Geography is still an important factor in the purchasing habits of even the most mobile members of the mobile generation. A regular shopper at a particular brand is likely to know where their nearest branch is, regardless of the sales channel they most often use. Walking past a shop window on the way home might remind someone of a product they need to add to their online basket, while conversely web research might be the catalyst for a purchase later made in store.

Marketers should therefore be careful not to limit the scope of their data analysis to one channel or the other, but should look at them all together. Physical store locations should also have some level of accountability for the ecommerce activity, and the resulting profits and losses, occurring in their catchment areas.
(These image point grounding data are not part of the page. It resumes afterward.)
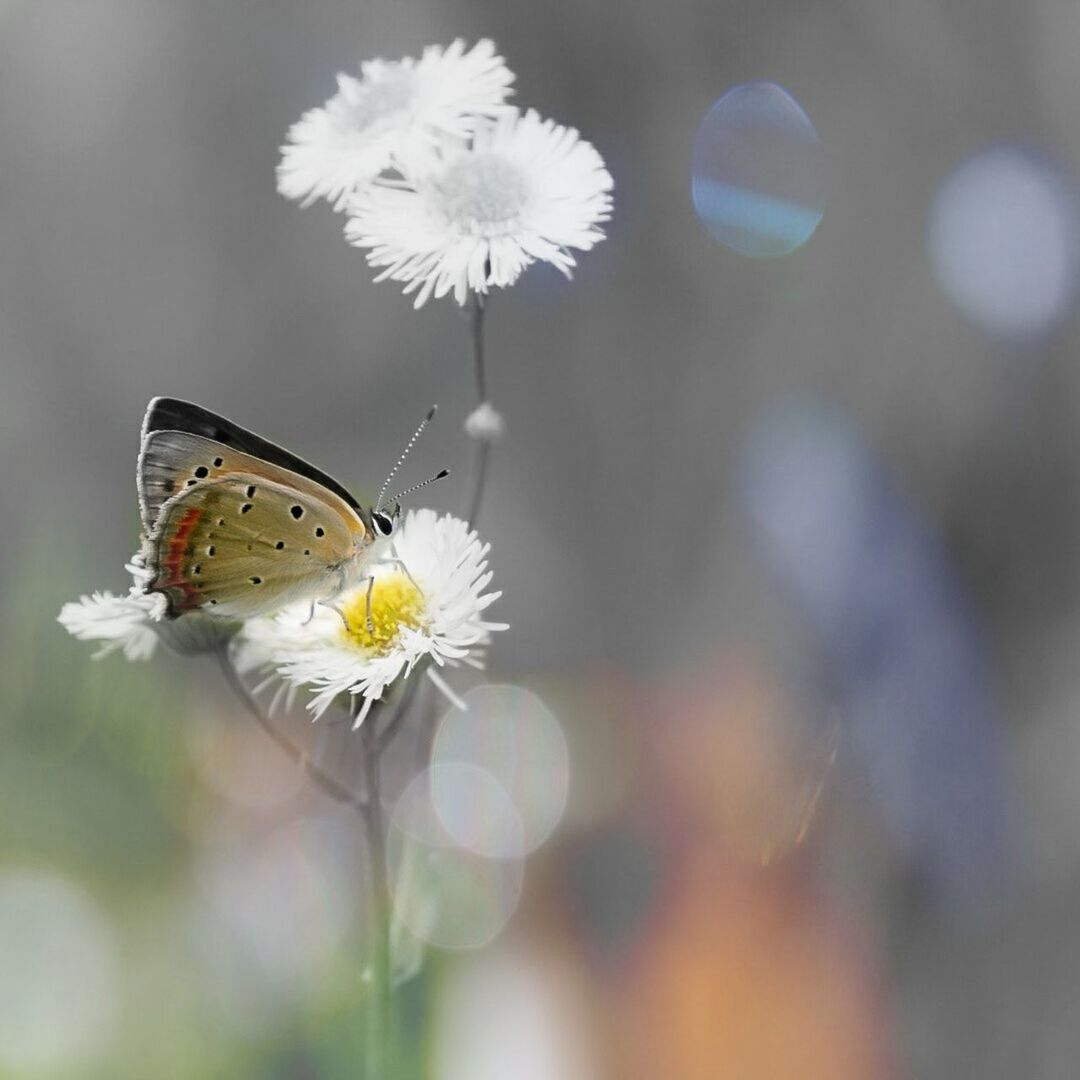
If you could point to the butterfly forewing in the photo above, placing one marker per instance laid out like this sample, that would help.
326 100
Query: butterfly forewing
170 416
243 544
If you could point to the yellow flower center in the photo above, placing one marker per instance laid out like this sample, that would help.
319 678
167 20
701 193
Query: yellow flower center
395 603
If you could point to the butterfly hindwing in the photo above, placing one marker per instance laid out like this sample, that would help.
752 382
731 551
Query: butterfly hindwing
242 543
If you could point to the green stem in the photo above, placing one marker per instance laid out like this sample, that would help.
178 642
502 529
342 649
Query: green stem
379 1008
475 312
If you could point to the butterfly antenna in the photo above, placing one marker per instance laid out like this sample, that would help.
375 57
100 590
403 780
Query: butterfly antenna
424 483
397 463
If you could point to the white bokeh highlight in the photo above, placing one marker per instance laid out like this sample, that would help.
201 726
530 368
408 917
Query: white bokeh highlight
443 893
508 733
1003 242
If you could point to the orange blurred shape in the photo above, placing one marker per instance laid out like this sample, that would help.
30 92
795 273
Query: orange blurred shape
740 979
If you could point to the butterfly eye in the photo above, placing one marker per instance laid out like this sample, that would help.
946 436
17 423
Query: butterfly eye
383 524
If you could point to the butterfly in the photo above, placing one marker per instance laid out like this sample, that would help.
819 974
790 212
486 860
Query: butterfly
237 526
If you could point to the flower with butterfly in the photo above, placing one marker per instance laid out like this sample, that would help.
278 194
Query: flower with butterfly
260 557
243 540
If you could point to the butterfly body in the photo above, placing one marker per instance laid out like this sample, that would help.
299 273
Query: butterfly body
237 526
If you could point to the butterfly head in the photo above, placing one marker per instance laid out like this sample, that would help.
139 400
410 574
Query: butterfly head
385 522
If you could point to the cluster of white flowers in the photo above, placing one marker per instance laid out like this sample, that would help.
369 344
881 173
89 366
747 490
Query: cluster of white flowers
427 606
447 187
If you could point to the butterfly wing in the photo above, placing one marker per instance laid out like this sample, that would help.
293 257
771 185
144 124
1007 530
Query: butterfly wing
172 417
244 544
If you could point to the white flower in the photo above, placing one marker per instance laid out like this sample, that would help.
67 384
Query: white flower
136 621
430 607
485 423
476 216
120 622
396 110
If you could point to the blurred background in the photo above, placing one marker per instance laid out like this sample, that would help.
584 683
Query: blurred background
785 522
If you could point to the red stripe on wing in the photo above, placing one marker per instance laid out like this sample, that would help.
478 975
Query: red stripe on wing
171 572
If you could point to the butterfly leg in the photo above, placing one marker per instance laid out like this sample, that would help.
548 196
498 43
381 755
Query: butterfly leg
401 565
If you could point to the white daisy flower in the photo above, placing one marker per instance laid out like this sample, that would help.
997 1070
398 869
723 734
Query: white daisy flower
396 109
476 216
136 622
427 605
119 622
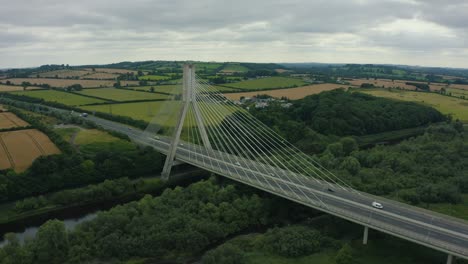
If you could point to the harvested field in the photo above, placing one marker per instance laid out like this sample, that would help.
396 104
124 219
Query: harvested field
154 77
122 95
62 83
164 112
458 108
109 70
61 97
18 149
387 83
291 93
101 76
11 88
9 120
61 74
266 83
459 86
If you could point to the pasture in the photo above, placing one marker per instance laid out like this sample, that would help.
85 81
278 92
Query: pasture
61 74
163 112
10 120
60 97
18 149
387 83
110 70
234 68
122 95
170 89
458 108
291 93
267 83
91 141
101 76
11 88
63 83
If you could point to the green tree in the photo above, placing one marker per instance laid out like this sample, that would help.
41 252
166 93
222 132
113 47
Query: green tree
352 165
349 145
51 243
345 255
224 254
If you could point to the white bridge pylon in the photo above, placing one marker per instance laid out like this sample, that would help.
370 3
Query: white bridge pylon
188 99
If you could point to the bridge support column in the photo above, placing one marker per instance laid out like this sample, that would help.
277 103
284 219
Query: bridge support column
366 234
188 96
189 74
449 259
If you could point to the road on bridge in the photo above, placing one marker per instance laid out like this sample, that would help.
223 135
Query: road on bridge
441 232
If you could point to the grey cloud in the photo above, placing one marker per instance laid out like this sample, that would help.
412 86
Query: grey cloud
175 27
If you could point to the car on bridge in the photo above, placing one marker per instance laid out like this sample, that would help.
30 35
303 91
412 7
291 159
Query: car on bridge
377 205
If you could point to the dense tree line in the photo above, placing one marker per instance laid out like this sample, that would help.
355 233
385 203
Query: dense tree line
56 172
346 113
107 190
431 168
181 222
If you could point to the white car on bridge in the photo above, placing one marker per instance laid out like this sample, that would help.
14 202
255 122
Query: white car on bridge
377 205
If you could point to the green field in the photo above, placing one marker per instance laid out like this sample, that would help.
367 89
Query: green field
177 89
171 89
61 97
93 141
458 108
267 83
235 68
200 66
165 112
457 92
122 95
153 78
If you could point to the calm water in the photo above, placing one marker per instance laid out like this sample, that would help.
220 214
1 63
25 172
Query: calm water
70 223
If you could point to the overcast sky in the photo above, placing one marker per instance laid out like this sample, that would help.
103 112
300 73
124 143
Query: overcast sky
414 32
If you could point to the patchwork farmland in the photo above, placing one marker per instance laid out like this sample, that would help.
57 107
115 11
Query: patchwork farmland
9 120
267 83
456 107
290 93
11 88
18 149
63 83
122 95
61 97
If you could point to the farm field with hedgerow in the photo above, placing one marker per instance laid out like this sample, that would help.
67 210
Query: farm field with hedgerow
267 83
10 120
18 149
61 97
456 107
122 94
291 93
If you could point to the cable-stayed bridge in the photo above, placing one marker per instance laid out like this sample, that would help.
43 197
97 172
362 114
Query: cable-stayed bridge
202 128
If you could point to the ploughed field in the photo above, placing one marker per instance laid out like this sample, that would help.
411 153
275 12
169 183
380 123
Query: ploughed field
11 88
122 95
18 149
63 83
290 93
10 120
456 107
266 83
61 97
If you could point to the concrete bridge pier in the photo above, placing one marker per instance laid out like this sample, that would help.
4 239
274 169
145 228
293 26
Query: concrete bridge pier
366 235
449 259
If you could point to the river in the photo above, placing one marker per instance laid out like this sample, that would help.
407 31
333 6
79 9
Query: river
70 223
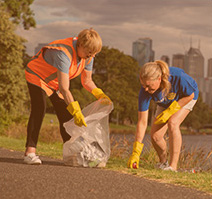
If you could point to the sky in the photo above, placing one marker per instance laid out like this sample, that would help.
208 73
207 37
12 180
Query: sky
173 25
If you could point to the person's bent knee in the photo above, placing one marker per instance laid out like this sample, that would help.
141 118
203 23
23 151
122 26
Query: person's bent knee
156 138
173 124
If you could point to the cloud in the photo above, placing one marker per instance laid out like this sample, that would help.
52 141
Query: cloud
170 24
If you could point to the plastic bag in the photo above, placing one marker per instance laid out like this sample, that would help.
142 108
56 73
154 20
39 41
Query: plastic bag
89 146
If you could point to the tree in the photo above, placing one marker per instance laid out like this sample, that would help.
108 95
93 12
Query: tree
117 74
200 115
12 81
20 12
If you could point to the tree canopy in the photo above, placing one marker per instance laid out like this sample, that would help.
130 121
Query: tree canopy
20 12
117 74
12 81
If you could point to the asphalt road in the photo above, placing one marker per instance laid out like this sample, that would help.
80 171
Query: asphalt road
53 180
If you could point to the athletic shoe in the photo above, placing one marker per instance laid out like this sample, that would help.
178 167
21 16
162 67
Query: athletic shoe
162 165
31 158
169 169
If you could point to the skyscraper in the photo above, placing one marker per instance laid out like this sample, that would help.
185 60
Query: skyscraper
194 64
165 58
142 51
178 60
209 68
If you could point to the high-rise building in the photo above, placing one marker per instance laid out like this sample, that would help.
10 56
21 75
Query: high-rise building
142 51
194 63
165 58
209 68
178 60
37 49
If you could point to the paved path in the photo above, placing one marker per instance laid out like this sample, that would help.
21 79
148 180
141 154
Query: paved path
53 180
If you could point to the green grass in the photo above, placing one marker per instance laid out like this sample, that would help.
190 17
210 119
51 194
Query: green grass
200 181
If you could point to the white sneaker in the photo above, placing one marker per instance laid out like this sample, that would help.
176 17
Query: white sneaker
169 169
162 165
31 158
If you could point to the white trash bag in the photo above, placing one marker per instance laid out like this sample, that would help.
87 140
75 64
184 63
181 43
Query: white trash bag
89 146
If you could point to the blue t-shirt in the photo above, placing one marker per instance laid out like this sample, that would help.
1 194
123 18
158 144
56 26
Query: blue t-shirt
60 60
182 85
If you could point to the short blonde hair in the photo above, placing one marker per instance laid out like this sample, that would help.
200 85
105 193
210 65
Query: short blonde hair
153 70
90 40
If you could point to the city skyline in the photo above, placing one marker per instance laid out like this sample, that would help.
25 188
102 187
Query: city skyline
170 25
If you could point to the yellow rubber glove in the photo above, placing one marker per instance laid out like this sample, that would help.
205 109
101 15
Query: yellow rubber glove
75 110
134 158
99 94
166 114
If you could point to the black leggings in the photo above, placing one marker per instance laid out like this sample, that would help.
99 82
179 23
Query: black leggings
38 110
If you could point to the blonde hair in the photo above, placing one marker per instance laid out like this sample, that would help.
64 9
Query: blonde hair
90 40
153 70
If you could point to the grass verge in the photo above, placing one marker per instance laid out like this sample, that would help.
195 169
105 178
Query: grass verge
200 181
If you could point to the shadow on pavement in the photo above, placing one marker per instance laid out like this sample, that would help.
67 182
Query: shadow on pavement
20 161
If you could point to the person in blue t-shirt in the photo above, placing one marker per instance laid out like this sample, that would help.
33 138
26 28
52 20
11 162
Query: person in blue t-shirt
175 94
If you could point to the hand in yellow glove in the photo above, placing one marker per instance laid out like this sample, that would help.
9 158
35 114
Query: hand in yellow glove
166 114
99 94
134 158
75 110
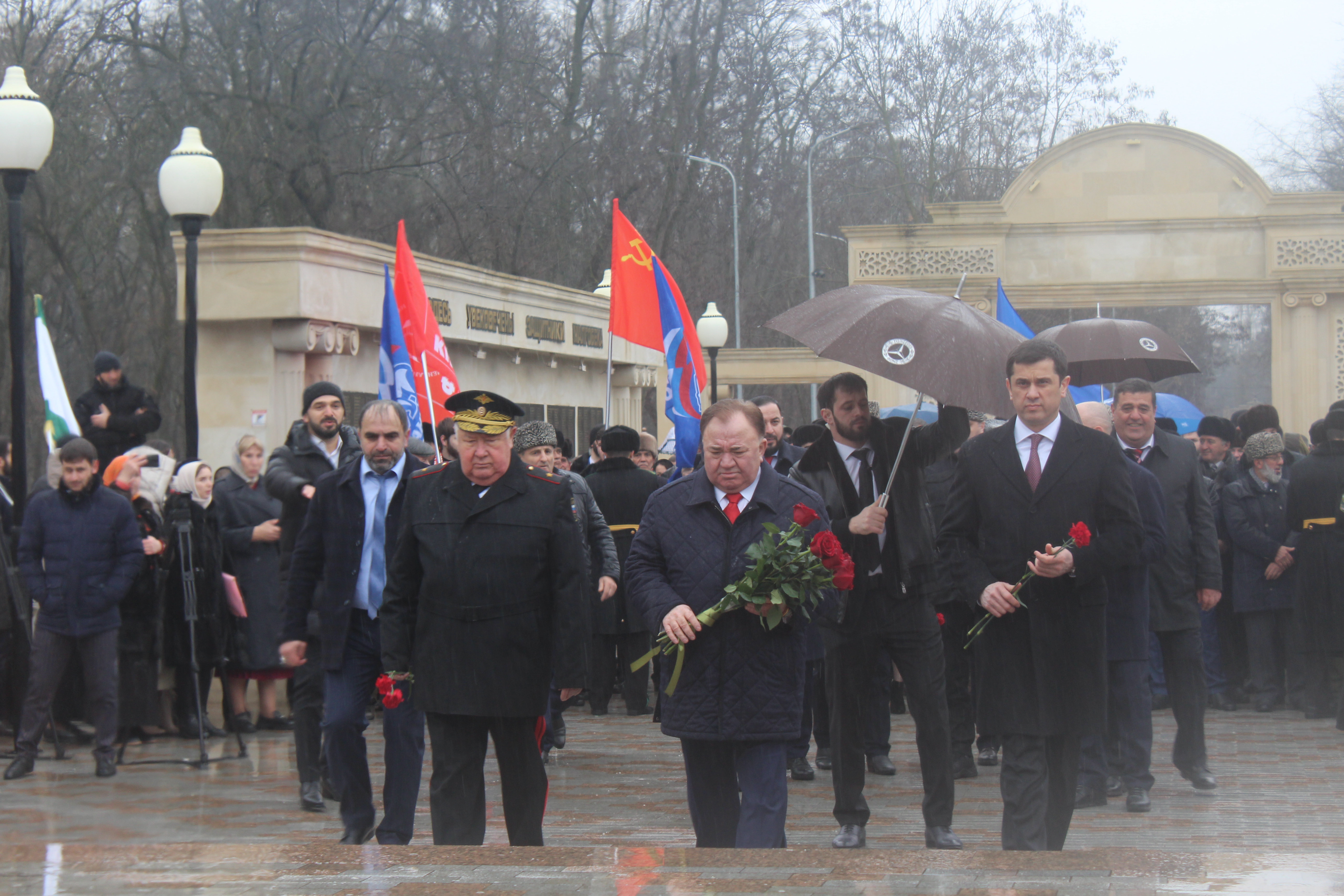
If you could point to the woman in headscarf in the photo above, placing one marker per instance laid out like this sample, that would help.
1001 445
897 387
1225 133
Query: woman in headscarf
249 522
191 500
140 637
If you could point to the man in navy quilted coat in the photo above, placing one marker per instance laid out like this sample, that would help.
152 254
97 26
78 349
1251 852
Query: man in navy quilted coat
740 699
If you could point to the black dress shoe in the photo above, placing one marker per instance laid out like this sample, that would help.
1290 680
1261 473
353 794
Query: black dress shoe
19 768
1201 778
311 796
1089 797
964 766
879 765
941 839
850 837
357 836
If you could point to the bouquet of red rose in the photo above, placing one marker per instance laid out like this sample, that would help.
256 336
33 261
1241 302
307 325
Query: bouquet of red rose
1079 536
788 577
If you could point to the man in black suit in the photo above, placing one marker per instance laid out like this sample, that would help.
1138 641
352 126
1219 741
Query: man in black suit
1041 664
1190 576
779 453
347 538
889 612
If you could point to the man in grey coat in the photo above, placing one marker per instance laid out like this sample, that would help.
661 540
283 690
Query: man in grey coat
1190 576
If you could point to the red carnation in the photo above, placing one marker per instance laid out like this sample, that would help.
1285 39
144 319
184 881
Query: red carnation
1081 534
803 515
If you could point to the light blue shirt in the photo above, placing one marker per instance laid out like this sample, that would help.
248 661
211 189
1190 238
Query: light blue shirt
370 484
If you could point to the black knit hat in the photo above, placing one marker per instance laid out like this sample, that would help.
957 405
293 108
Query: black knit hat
1218 428
620 438
104 362
318 390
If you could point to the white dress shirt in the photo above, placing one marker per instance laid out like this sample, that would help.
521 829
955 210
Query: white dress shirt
1022 435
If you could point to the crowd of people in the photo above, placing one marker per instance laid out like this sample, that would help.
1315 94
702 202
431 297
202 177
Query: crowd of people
495 579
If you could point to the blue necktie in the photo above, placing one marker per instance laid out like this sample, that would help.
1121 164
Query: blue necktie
378 559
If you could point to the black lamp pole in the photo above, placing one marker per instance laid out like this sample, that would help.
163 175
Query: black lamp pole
14 185
191 230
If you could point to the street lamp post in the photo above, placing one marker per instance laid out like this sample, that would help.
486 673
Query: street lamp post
26 130
812 253
191 183
737 269
713 331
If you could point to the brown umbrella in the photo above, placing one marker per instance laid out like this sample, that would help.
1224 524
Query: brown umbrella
935 345
1108 350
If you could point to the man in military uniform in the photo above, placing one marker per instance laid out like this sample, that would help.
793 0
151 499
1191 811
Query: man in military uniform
486 602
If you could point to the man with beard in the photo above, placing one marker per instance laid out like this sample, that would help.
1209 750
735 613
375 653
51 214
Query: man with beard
779 453
115 416
318 444
889 609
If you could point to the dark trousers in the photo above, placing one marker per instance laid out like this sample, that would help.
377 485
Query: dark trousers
737 793
1038 781
1183 660
1276 655
349 692
307 692
615 653
458 786
799 749
909 635
1127 749
52 653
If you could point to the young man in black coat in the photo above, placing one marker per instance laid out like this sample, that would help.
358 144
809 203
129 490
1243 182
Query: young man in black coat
487 605
80 551
889 610
349 535
1190 576
620 635
115 416
1041 664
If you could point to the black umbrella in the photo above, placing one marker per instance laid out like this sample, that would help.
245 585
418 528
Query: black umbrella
1108 350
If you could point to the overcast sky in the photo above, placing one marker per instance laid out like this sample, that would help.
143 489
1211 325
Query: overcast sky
1225 69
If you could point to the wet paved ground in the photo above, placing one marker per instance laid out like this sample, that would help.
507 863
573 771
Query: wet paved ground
618 825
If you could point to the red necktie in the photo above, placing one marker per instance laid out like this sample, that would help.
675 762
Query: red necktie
1034 463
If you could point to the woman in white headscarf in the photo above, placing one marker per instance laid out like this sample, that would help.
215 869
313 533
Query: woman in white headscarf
191 500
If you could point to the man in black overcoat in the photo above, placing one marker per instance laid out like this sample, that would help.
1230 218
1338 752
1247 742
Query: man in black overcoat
1190 576
486 604
1316 520
889 610
1120 764
1041 664
620 635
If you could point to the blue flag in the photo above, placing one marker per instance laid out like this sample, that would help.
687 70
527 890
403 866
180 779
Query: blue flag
396 375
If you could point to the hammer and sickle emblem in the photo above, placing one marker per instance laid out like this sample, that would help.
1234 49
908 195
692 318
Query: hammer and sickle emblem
639 257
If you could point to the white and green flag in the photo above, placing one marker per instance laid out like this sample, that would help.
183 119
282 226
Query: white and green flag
61 417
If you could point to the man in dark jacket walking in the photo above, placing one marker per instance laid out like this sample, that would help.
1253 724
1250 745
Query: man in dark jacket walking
115 416
889 609
350 533
620 636
487 605
318 444
80 551
740 698
1190 576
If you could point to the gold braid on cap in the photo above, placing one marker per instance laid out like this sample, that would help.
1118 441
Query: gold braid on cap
482 420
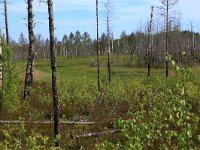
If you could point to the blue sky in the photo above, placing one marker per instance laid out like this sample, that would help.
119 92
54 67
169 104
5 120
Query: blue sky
73 15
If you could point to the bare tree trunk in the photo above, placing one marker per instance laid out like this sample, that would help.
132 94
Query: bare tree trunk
31 55
98 64
108 11
1 71
53 67
6 21
150 44
166 38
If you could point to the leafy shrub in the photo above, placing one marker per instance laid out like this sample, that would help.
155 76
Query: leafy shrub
166 117
11 100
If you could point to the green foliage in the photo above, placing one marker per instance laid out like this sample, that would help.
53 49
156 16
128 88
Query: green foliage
167 116
11 100
16 138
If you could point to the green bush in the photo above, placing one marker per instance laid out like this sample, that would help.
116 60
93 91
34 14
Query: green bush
11 100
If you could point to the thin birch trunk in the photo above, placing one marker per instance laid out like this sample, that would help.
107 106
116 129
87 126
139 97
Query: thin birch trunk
150 44
53 67
31 55
6 20
98 64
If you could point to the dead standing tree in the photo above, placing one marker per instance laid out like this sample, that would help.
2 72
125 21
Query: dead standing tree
97 48
150 44
167 5
109 10
53 67
6 20
31 55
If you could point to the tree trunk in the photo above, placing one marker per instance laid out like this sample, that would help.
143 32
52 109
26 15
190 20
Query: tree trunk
150 44
6 21
166 38
1 73
53 67
98 64
31 55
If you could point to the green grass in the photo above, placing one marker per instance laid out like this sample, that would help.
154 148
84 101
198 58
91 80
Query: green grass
78 68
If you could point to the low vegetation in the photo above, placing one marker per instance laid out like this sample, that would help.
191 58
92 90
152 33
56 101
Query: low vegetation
149 113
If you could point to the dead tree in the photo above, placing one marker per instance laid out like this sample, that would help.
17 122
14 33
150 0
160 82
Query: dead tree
98 64
31 54
150 44
6 20
193 44
109 9
53 67
1 73
167 5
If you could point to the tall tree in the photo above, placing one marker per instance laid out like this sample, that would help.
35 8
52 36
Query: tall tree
1 63
167 5
97 48
31 54
150 43
23 43
6 20
53 67
108 8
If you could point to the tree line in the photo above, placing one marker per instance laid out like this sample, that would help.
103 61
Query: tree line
183 46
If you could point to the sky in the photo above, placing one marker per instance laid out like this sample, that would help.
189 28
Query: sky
73 15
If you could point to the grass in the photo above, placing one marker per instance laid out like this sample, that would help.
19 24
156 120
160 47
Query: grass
70 68
79 99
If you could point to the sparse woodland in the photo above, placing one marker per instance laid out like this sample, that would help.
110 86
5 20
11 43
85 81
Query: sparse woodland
137 91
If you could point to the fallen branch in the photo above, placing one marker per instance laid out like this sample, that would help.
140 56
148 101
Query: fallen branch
96 134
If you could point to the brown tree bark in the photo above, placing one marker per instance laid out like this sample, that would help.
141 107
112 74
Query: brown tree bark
98 64
31 55
6 20
1 70
53 67
167 5
150 44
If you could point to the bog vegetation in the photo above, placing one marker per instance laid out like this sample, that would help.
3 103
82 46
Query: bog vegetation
140 108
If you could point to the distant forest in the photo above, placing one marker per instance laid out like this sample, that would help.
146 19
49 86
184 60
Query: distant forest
184 46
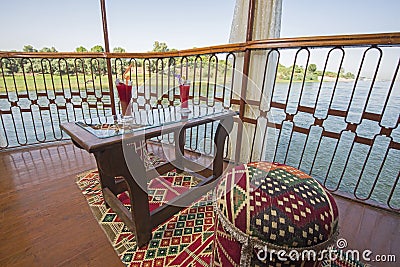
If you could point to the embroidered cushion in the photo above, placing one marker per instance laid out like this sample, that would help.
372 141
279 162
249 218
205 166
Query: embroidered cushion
269 205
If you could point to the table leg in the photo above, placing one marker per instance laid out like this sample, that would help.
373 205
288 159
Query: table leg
179 137
111 163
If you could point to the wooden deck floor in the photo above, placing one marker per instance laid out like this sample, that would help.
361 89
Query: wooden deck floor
45 220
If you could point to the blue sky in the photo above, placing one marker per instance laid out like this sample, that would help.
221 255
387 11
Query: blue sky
135 24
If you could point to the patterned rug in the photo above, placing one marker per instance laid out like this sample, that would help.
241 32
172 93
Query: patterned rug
184 240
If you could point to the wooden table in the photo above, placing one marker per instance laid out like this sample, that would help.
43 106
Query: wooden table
115 158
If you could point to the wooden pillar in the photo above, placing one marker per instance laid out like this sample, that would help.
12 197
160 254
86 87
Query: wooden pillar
107 50
245 71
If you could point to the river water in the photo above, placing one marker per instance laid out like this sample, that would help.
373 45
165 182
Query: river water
325 158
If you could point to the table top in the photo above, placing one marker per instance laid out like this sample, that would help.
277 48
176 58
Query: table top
98 133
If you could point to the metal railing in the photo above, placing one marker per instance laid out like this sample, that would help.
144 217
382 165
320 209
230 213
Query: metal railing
341 128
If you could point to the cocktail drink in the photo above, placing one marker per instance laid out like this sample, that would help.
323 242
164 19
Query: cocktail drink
184 95
125 95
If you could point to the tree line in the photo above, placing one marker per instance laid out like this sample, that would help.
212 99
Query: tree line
297 73
98 66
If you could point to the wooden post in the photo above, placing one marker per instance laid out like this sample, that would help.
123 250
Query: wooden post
246 68
107 50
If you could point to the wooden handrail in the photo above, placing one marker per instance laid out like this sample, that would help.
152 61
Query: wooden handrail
383 39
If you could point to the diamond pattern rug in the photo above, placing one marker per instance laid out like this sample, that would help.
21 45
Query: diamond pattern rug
184 240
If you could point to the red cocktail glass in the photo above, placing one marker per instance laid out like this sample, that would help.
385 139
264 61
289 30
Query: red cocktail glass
184 95
125 95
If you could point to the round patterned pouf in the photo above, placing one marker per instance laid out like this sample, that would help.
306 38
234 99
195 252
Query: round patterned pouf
271 214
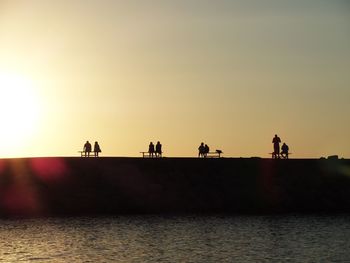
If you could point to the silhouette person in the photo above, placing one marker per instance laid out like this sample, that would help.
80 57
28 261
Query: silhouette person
206 150
201 150
151 149
97 149
158 149
285 151
87 148
276 147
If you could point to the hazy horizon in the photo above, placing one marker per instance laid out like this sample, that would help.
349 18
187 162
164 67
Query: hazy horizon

It will not always be possible to work out where a particular purchase journey started, even if you know where it ended. But with loyalty cards, mobile apps and online shopping accounts each collecting personal information linked to what was bought or added to a basket, retailers have a clearer view than ever of shoppers’ habits, down to the level of the individual.

It should therefore possible to show with some level of confidence whether your ecommerce strategy is driving incremental sales increases in combination with your bricks-and-mortar stores. And the results should be communicated clearly so that those on both the online and the offline sides of the business are on board.